This is all locked behind:

-Ydelambdafy:method -Ybackend:GenBCode -target:jvm-1.8

We require scala-java8-compat to be present on the compilation and runtime classpath. This provides a set of functional interfaces.

These are automatically downloaded and added to scala-library.jar if the property scala-java8-compat.package is set during the Ant build. This option is only intended to facilitate testing, we don't plan to ship those classes in any Scala release.
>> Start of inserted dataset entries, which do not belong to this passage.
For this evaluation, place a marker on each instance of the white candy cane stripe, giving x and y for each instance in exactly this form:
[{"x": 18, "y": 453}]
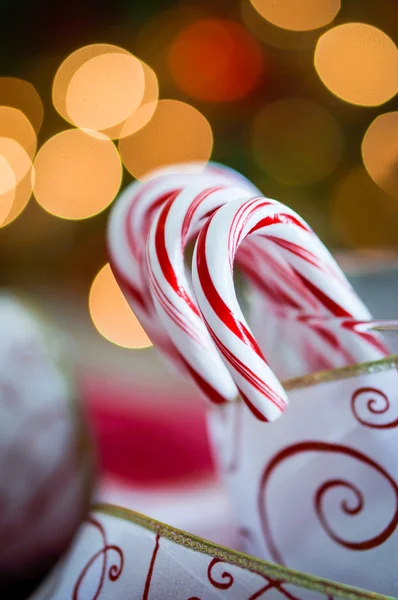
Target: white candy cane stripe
[
  {"x": 178, "y": 221},
  {"x": 129, "y": 223},
  {"x": 213, "y": 283}
]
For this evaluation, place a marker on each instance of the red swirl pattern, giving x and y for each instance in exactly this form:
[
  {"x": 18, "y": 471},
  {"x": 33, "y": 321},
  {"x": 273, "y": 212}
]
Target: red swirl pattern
[
  {"x": 224, "y": 585},
  {"x": 376, "y": 403},
  {"x": 113, "y": 572},
  {"x": 319, "y": 496},
  {"x": 271, "y": 584}
]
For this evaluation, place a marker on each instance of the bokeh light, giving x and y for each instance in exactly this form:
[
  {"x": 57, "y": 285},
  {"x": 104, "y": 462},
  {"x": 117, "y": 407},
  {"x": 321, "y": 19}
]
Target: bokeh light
[
  {"x": 21, "y": 94},
  {"x": 105, "y": 91},
  {"x": 7, "y": 188},
  {"x": 176, "y": 133},
  {"x": 380, "y": 153},
  {"x": 215, "y": 60},
  {"x": 360, "y": 212},
  {"x": 77, "y": 175},
  {"x": 296, "y": 141},
  {"x": 298, "y": 16},
  {"x": 144, "y": 113},
  {"x": 111, "y": 314},
  {"x": 81, "y": 59},
  {"x": 15, "y": 179},
  {"x": 16, "y": 126},
  {"x": 21, "y": 195},
  {"x": 358, "y": 63},
  {"x": 17, "y": 159},
  {"x": 272, "y": 35}
]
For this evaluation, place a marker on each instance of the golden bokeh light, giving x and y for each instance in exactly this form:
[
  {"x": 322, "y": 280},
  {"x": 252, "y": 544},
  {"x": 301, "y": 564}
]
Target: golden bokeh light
[
  {"x": 14, "y": 125},
  {"x": 176, "y": 133},
  {"x": 358, "y": 63},
  {"x": 380, "y": 152},
  {"x": 20, "y": 94},
  {"x": 111, "y": 314},
  {"x": 7, "y": 188},
  {"x": 274, "y": 36},
  {"x": 215, "y": 60},
  {"x": 17, "y": 159},
  {"x": 360, "y": 212},
  {"x": 296, "y": 141},
  {"x": 144, "y": 112},
  {"x": 21, "y": 195},
  {"x": 71, "y": 65},
  {"x": 15, "y": 180},
  {"x": 105, "y": 91},
  {"x": 77, "y": 175},
  {"x": 298, "y": 16}
]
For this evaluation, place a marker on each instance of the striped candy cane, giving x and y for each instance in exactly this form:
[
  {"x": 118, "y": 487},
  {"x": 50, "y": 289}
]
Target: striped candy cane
[
  {"x": 128, "y": 228},
  {"x": 313, "y": 265}
]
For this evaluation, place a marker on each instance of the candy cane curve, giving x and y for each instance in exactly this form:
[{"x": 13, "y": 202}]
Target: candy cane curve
[
  {"x": 178, "y": 221},
  {"x": 214, "y": 253},
  {"x": 127, "y": 231}
]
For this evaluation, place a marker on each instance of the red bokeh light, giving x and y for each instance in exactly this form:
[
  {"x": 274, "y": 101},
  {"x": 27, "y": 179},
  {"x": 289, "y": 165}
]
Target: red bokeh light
[{"x": 216, "y": 60}]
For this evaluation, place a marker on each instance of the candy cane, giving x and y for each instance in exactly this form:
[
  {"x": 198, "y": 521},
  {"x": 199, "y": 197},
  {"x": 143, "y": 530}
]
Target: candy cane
[
  {"x": 215, "y": 250},
  {"x": 128, "y": 227}
]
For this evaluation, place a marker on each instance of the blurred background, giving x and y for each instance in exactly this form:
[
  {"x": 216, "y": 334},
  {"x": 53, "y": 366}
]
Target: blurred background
[{"x": 299, "y": 96}]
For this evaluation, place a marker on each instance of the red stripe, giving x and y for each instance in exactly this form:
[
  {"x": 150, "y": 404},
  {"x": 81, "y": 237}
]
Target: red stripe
[
  {"x": 173, "y": 313},
  {"x": 215, "y": 300},
  {"x": 277, "y": 295},
  {"x": 247, "y": 373},
  {"x": 163, "y": 257},
  {"x": 193, "y": 206},
  {"x": 276, "y": 219}
]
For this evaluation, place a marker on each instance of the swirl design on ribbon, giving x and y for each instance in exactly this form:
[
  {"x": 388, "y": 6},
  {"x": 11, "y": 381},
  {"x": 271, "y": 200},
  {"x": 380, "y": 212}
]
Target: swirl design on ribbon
[
  {"x": 349, "y": 509},
  {"x": 376, "y": 403},
  {"x": 223, "y": 585},
  {"x": 113, "y": 572}
]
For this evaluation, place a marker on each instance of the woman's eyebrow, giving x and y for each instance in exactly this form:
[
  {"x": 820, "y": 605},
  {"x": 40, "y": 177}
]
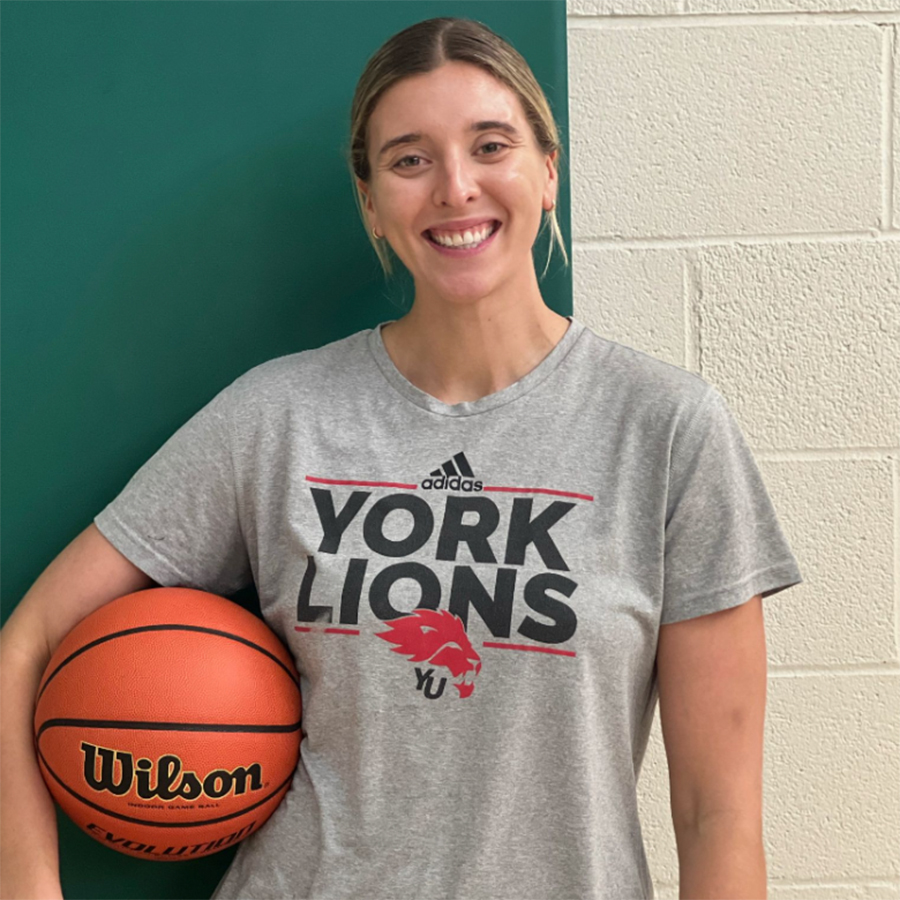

We can bootstrap with this enabled:

% cat build.properties
starr.use.released=1
% ant all.clean
% ant -Dscala-java8-compat.package="" locker.done
% ant -Dscalac.args=\"-Ydelambdafy:method -target:jvm-1.8\" -Dscala-java8-compat.package="" clean build-opt
% ./build/quick/bin/scala -target:jvm-1.8 -Ydelambdafy:method -Ybackend:GenBCode -e 'println((() => "").getClass)'
class Main$$anon$1$$Lambda$1/495053715

Limitations

  • Under this mode, lambdas are not serializable. This will be remedied in a followup PR.
  • The inliner needs to be updated with an understanding of LambdaMetafactory's
    semantics in order to be able to perform closure elimination.
  • We are not able to mixin an the implementation of toString in to functions. So rather than printing as <function>, we instead get a rather ugly toString of: $$Lambda$1/914374969@10289886. We would require an extension point in LambdaMetafactory, or ship our own ScalaLambdaMetafactory to do better here.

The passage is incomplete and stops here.